Preaching about the converted: how meiotic gene conversion influences genomic diversity

Abstract

Meiotic crossover (CO) recombination involves a reciprocal exchange between homologous chromosomes. COs are often associated with gene conversion at the exchange site where genetic information is unidirectionally transferred from one chromosome to the other. COs and independent assortment of homologous chromosomes contribute significantly to the promotion of genomic diversity. What has not been appreciated is the contribution of another product of meiotic recombination, noncrossovers (NCOs), which result in gene conversion without exchange of flanking markers. Here, we review our comprehensive analysis of recombination at a highly polymorphic mouse hotspot. We found that NCOs make up ∼90% of recombination events.
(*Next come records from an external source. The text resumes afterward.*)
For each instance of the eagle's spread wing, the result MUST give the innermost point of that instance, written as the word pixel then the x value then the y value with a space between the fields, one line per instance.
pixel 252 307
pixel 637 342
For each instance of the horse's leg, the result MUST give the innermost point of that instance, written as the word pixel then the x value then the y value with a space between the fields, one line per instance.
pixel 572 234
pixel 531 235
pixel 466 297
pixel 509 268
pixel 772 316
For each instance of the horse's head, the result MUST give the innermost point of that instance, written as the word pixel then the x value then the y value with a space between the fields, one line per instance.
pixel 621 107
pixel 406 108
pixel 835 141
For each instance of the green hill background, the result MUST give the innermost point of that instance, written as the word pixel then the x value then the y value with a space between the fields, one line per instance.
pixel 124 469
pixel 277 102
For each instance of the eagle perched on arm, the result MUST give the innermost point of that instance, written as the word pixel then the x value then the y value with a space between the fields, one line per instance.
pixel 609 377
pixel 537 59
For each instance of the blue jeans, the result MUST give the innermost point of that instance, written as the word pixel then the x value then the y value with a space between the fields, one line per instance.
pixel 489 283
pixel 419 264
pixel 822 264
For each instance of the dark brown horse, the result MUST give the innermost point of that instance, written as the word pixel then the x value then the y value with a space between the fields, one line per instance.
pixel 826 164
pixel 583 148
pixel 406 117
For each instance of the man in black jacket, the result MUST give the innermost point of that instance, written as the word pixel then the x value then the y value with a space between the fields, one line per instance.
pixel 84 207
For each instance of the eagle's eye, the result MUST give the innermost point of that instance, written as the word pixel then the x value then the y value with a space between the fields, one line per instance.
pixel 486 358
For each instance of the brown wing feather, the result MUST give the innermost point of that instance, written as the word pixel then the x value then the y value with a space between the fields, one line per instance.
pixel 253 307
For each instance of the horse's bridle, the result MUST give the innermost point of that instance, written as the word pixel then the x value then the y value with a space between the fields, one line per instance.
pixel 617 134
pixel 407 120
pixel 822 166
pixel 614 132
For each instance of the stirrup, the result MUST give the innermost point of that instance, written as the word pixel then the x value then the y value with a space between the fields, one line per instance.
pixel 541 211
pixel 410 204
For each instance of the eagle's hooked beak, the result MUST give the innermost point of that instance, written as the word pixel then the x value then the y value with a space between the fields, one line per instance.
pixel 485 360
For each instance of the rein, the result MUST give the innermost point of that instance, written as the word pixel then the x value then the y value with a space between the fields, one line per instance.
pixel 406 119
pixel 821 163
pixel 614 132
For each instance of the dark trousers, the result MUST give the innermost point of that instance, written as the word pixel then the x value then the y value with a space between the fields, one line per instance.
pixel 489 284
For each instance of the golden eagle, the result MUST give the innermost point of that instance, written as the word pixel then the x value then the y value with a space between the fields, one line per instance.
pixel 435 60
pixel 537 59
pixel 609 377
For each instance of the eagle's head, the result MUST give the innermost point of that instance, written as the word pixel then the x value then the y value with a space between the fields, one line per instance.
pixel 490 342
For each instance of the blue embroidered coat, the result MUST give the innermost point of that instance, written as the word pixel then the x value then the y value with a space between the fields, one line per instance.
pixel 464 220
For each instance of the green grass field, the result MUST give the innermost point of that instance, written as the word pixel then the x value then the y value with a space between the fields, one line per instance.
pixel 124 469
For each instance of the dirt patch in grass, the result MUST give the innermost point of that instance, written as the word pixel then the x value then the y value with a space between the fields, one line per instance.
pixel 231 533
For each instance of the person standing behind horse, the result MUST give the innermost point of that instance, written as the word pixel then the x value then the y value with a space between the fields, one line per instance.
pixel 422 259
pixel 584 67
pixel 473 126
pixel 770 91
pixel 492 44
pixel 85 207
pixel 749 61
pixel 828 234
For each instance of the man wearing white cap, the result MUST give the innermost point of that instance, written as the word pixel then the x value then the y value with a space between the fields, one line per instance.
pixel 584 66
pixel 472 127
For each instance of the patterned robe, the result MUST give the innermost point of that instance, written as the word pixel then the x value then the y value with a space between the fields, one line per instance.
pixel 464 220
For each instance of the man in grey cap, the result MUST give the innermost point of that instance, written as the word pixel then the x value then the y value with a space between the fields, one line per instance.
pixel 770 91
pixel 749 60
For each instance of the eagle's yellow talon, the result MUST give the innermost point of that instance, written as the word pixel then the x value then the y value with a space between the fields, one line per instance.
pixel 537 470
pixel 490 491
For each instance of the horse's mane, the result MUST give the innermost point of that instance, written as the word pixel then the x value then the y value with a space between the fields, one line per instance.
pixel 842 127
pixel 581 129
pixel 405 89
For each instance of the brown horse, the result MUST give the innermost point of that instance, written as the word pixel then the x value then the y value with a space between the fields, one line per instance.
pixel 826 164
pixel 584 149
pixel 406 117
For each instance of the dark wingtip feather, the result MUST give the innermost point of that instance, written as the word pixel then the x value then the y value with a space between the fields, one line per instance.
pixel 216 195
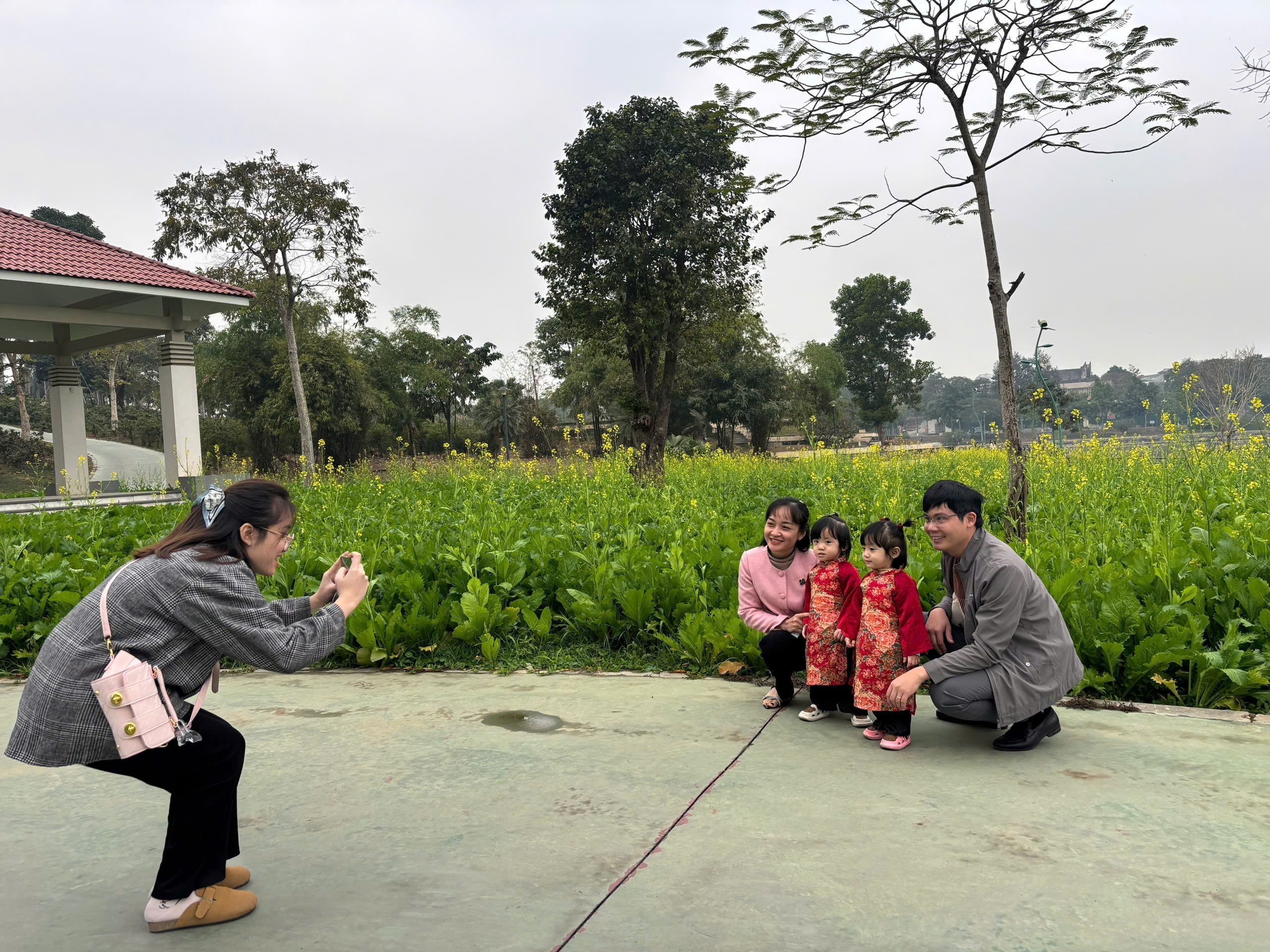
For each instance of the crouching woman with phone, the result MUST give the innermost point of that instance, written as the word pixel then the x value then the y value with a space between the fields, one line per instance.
pixel 181 606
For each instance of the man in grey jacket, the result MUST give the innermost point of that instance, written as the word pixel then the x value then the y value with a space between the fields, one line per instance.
pixel 1006 654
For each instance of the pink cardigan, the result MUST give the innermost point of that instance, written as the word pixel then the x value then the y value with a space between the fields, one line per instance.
pixel 769 595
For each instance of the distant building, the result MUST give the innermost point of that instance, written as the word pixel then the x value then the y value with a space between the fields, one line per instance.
pixel 1079 380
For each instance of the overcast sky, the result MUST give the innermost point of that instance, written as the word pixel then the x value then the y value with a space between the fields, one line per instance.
pixel 447 117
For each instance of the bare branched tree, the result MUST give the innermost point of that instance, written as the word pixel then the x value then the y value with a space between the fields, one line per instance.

Preferential recombination initiation on one chromosome allowed us to estimate the contribution of CO and NCO gene conversion to transmission distortion, a deviation from Mendelian inheritance in the population. While NCO gene conversion tracts are shorter, and thus have a more punctate effect, their higher frequency translates into an approximately two-fold greater contribution than COs to gene conversion-based allelic shuffling and transmission distortion. We discuss the potential impact of mammalian NCO characteristics on evolution and genomic diversity.

Figure 1

Meiotic recombination pathways. DSBs are induced preferentially at hotspots located throughout the genome. Resection of the DSB from 5′ to 3′ generates 3′ single-stranded tails, which invade the intact homolog (black) creating a D-loop intermediate. DNA repair synthesis (dashed lines) is primed by the invading 3′ end and templated by the homolog. In synthesis-dependent strand annealing (SDSA), the newly synthesized 3′ tail is displaced from the homolog, whereupon it anneals to the second, homologous 3′ end of the DSB. Subsequent repair synthesis and ligation reseals the DSB and generates a noncrossover (NCO). In double-strand break repair (DSBR), the D-loop captures the second end of the DSB and a double Holliday junction (dHJ) is formed. Resolution of the dHJ can generate a crossover (CO). Both NCOs and COs can result in gene conversions, as indicated, where sequences of the homolog that receives a DSB (gray) are converted to the genotype of the intact homolog (black).

Figure 2

Recombination at the A3 hotspot. (A) CO activity in centimorgans (cM) per Mb in A/J × DBA/2J F1 hybrids. When amplifying COs in the DBA/2J to A/J orientation, exchange points cluster to the left (top), while in the A/J to DBA/2J orientation, exchange points cluster to the right (bottom). The offset in exchange points is due to preferential DSB formation on the DBA/2J chromosome. Dashed lines indicate the distribution center of each orientation, and the offset between them is used to estimate the mean CO gene conversion tract length of 500 bp. (B) NCOs (as % of total NCOs detected) in all F1 hybrids on the DBA/2J chromosome. Ticks at the top of graphs represent tested polymorphisms. The x-axis scale for (A) and (B) is in kilo bases.

Figure 3

Transmission distortion and allelic fixation at the A3 hotspot. (A) Percent A/J transmission for A/J × DBA/2J F1 hybrids from COs (black bars and line) and NCOs (gray bars). The dotted line at 50% is Mendelian transmission. Circles above the bars demarcate polymorphisms analyzed in B. (B) Monte Carlo simulations (Wright-Fisher model) to determine the number of generations to fixation for the three indicated polymorphisms, with the simplified assumption that the polymorphism is causative for the DSB bias. Calculated gametic ratios are indicated.